Founder of Saint Petersburg Research Psycho-Neurological Institute, the first establishment in the world for the comprehensive study of humans. Nowadays the institute is named after its founder.


Life and Work:

1. The Bekhterevs had long been living in the Vyatka Governorate. This is where – at the village of Sorali – Vladimir was born in 1857. One can still find his house in Kirov, where Bekhterev spent his childhood. Today this is a historical sight.


2. Vladimir Bekhterev graduated from high school in Vyatka and Medico-Surgical Academy in Saint Petersburg. Since his early age he dedicated his career to studying mental and nervous diseases. Having become a full member of Saint Petersburg Psychiatric Society, he was sent abroad to complete his education with world-famous scientists, like Charcot.

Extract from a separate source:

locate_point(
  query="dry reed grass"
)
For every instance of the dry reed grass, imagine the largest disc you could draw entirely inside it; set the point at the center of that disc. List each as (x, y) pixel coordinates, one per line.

3. Vladimir Bekhterev taught students in Kazan and Saint Petersburg, established departments and laboratories, treated old diseases and studied new ones. For example, the disease of joints and spine received his name – Bekhterev’s disease. Those of more senior age must have read about it in “How the Steel was Tempered” as Nikolay Ostrovsky, the author of the book, suffered from this disease, too.


4. Bekhterev’s disease was not the only one described by the scientist. He also identified such conditions as chorea epilepsy, syphilitic disseminated sclerosis, acute cerebellar ataxia of heavy drinkers. Among the medications developed by Vladimir Mikhailovich, the most famous one is the sedative mixture known as Bekhterev’s mixture.


5. Vladimir Bekhterev investigated the phenomena of hypnosis and suggestion and the possibility of their application in treating heavy drinkers.


6. Professor Bekhterev was critical of Freud’s theory; however, he facilitated the research into psychoanalysis at the institute he headed.


7. After Bekhterev’s work titled “The Conduction Paths in the Brain and Spinal Cord” was published, F.W. Kopsch, a German anatomist, noted that “only two beings know the mystery of brain: God and Bekhterev.”


8. Bekhterev closely monitored the social processes in Russia from his professional perspective. His diagnosis was as follows: “Sometimes suggestion and instilment play a much more significant role than logical conviction. Anyone who has communicated with the general public would know that from experience.” “You cannot lead people without embodying their dreams.” “Fanatism dilutes brain.” “The crowd binds to one mood, and therefore it is necessary to talk with the crowd, not so much convincing but rather counting to excite it with hot words.” “The team lives and exists at the expense of an individual organism, and the more closely the cohesion of the team, the less room there is for the manifestation of a separate personality.”


9. The Psychoneurological Institute founded by Bekhterev in 1907 was both an educational and research institution. After the revolution it gave rise to the 2nd Leningrad Medical Institute, nowadays, having gone through numerous transformations, it is part of Metchnikoff North-West University.


10. In May 1918 Bekhterev sent a petition to Sovnarkom asking to establish the Institute for Studying Brain Mental Activities. His petition was satisfied and Bekhterev remained the director of this institution till his death. 


11. Bekhterev wrote an infinite number of works and established a school of thought, however, he would stay till 2 am consulting patients and exhausting himself to the point he would pick up the stethoscope instead of the telephone saying “Bekhterev speaking.”


12. When professor Bekhterev was working, none of his 5 children dared to disturb the father. The house the Bekhterev occupied in the Kammenny Ostrov in Saint Petersburg is preserved to this day. 


13. When Bekhterev was nearly 70, he married for the second time. His wife Berta was a young niece of Genrikh Yagoda. 


14. Many attribute Bekhterev’s sudden death of poisoning in 1927 to the consultation he had given to Stalin shortly before this. However, many disagree with this version as Bekhterev was a top-notch professional, fully aware of the medical ethics, thus he could not make the diagnose public. 


15. Nowadays Bekhterev’s great-grandchildren live in Prague, Saint Petersburg, San Francisco, and Moscow.